Artkrush interviews Cabinet's Sina Najafi, 12/27/06:
AK: Can you tell us about Cabinet's history and format?
SN: The nonprofit that publishes Cabinet was founded in 1999 by artist Brian Conley and myself, and the first issue appeared in December 2000. The magazine has remained pretty much consistent since. Some of our regular columns have changed, but we've more or less had a similar mix of interviews, artist projects, and essays by artists, writers, and academics. There's a catchall section, a set of columns, the occasional audio CD, and a themed section. Past themes have ranged from the concrete, such as "Animals" or "Horticulture," to abstract notions with a long lineage in philosophy, such as "Evil" or "Chance," to topics that ought to have a sociology but don't — for example, "the Enemy," where there is no such thing as Enemy Studies and no one great book that examines how we've thought about the enemy historically.
AK: What is Cabinet's mission?
SN: Cabinet was founded around three distinct missions, which we hope resonate productively against each other. First, we wanted to have a magazine that reflected how artists thought about the world around them and had the same diverse subjects that you might find on the bookshelves of artists today.
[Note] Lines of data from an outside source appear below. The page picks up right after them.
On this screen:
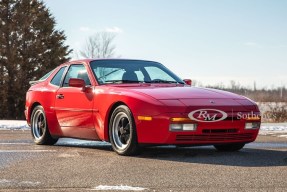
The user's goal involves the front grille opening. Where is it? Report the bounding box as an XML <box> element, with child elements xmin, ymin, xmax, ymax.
<box><xmin>202</xmin><ymin>129</ymin><xmax>238</xmax><ymax>134</ymax></box>
<box><xmin>176</xmin><ymin>133</ymin><xmax>254</xmax><ymax>142</ymax></box>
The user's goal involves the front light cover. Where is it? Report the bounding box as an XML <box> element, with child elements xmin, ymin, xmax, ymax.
<box><xmin>169</xmin><ymin>123</ymin><xmax>197</xmax><ymax>131</ymax></box>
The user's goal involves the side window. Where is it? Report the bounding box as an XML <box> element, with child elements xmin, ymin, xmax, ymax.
<box><xmin>50</xmin><ymin>66</ymin><xmax>67</xmax><ymax>86</ymax></box>
<box><xmin>39</xmin><ymin>69</ymin><xmax>55</xmax><ymax>81</ymax></box>
<box><xmin>63</xmin><ymin>64</ymin><xmax>91</xmax><ymax>87</ymax></box>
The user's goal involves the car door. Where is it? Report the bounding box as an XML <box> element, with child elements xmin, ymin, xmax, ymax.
<box><xmin>54</xmin><ymin>64</ymin><xmax>94</xmax><ymax>129</ymax></box>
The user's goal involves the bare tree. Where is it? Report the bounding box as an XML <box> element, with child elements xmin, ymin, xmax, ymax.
<box><xmin>79</xmin><ymin>32</ymin><xmax>116</xmax><ymax>58</ymax></box>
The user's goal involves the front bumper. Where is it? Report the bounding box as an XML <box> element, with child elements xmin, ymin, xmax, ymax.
<box><xmin>135</xmin><ymin>113</ymin><xmax>260</xmax><ymax>145</ymax></box>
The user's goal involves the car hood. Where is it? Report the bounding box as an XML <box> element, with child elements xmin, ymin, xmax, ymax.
<box><xmin>124</xmin><ymin>86</ymin><xmax>257</xmax><ymax>111</ymax></box>
<box><xmin>128</xmin><ymin>86</ymin><xmax>244</xmax><ymax>100</ymax></box>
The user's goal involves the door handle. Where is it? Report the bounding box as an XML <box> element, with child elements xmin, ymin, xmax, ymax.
<box><xmin>56</xmin><ymin>94</ymin><xmax>64</xmax><ymax>99</ymax></box>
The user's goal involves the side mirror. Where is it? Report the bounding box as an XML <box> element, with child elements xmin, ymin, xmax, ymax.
<box><xmin>183</xmin><ymin>79</ymin><xmax>192</xmax><ymax>86</ymax></box>
<box><xmin>69</xmin><ymin>78</ymin><xmax>86</xmax><ymax>88</ymax></box>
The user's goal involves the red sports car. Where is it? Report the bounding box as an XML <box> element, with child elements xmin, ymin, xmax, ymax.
<box><xmin>25</xmin><ymin>59</ymin><xmax>261</xmax><ymax>155</ymax></box>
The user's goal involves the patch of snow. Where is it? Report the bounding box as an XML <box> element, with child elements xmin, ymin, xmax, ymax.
<box><xmin>58</xmin><ymin>152</ymin><xmax>81</xmax><ymax>158</ymax></box>
<box><xmin>18</xmin><ymin>181</ymin><xmax>40</xmax><ymax>186</ymax></box>
<box><xmin>0</xmin><ymin>179</ymin><xmax>11</xmax><ymax>184</ymax></box>
<box><xmin>260</xmin><ymin>123</ymin><xmax>287</xmax><ymax>132</ymax></box>
<box><xmin>0</xmin><ymin>179</ymin><xmax>40</xmax><ymax>186</ymax></box>
<box><xmin>0</xmin><ymin>120</ymin><xmax>29</xmax><ymax>130</ymax></box>
<box><xmin>259</xmin><ymin>123</ymin><xmax>287</xmax><ymax>138</ymax></box>
<box><xmin>92</xmin><ymin>185</ymin><xmax>147</xmax><ymax>191</ymax></box>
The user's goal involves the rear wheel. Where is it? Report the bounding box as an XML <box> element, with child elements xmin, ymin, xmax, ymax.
<box><xmin>31</xmin><ymin>106</ymin><xmax>58</xmax><ymax>145</ymax></box>
<box><xmin>214</xmin><ymin>143</ymin><xmax>245</xmax><ymax>152</ymax></box>
<box><xmin>109</xmin><ymin>105</ymin><xmax>139</xmax><ymax>156</ymax></box>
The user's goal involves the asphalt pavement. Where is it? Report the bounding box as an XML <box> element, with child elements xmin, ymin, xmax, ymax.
<box><xmin>0</xmin><ymin>130</ymin><xmax>286</xmax><ymax>191</ymax></box>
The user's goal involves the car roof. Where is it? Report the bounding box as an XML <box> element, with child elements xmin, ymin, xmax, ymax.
<box><xmin>60</xmin><ymin>58</ymin><xmax>158</xmax><ymax>67</ymax></box>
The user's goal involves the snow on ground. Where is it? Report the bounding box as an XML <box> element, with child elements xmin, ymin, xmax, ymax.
<box><xmin>259</xmin><ymin>123</ymin><xmax>287</xmax><ymax>138</ymax></box>
<box><xmin>260</xmin><ymin>123</ymin><xmax>287</xmax><ymax>131</ymax></box>
<box><xmin>92</xmin><ymin>185</ymin><xmax>147</xmax><ymax>191</ymax></box>
<box><xmin>0</xmin><ymin>120</ymin><xmax>30</xmax><ymax>130</ymax></box>
<box><xmin>0</xmin><ymin>120</ymin><xmax>287</xmax><ymax>138</ymax></box>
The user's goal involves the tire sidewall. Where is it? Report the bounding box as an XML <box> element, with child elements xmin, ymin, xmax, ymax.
<box><xmin>109</xmin><ymin>105</ymin><xmax>138</xmax><ymax>155</ymax></box>
<box><xmin>31</xmin><ymin>105</ymin><xmax>48</xmax><ymax>144</ymax></box>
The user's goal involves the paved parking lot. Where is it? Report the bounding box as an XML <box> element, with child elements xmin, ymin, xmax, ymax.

That's why a history of urban warfare is as likely to appear in our pages as a history of the doughnut; we call ourselves an "art and culture" magazine, but we try to operate with as expansive a definition of those words as possible. The exuberance that artists bring to their work is something we wanted to have in the magazine, and we're not afraid of having the serious next to the humorous or even the absurd, even though some people imagine this means that the serious is not being taken seriously — we obviously disagree! Another characteristic of this approach is that it is less concerned with judging what is good or bad or with policing the boundary between in or out; rather, it's about trying to better understand the ambient culture. Our gambit is that this better understanding is always "critical" in that it helps reveal the contingencies behind the world as it exists today and that knowing things could have been different is crucial for believing that things can be changed for the better.
Our second desire was to provide a venue for academia and journalism to meet. This is something that happens in a lot of European daily newspapers and weekly magazines. As a result of their role as public intellectuals, European academics are perceived as having something important and relevant to say, but they also learn to calibrate their language so that a general audience can read it. In the US, however, the number of nonspecialized venues where academic research is available to a larger public is quite small; The New York Review of Books is one. But think of the New York Times, for example, and of the shameful obituaries they commissioned for Jacques Derrida and Edward Said, and you'll see how large the divide is in this country. Because of this divide, the public imagines academics have nothing fascinating or important to say about the real world, and academics imagine that the larger audience cannot and does not want to listen to what they are working on. This is just not true, or at least it does not have to be true, and we hope to be part of a larger effort to break down this divide.
The third cornerstone of the magazine is a Baroque sensibility where the idea of an omnivorous curiosity toward the world is crucial. This approach does not try to parcel the world into sections. Rather, it is a quest for understanding everything as interconnected. The cabinet of curiosity, the precursor to the specialized museum of today, is obviously a reference point for us in all this and the source of our name. This quest is an impossible one, but the desire for it needs to be encouraged because it implies an ethics, namely to care for what the world is, to care to find out how it became this way, and to care to find out how we can change it. Michel Foucault once discussed the vilification of the notion of curiosity and how we need to reintegrate it into our practices. He points out that curiosity ignores all the hierarchies of high and low, and that it also leads to an "estrangement" of the familiar world around us. We agree with this and feel that this immersive notion of endless curiosity is very much against the way "expertise" ends up policing boundaries of disciplines, knowledge, etc.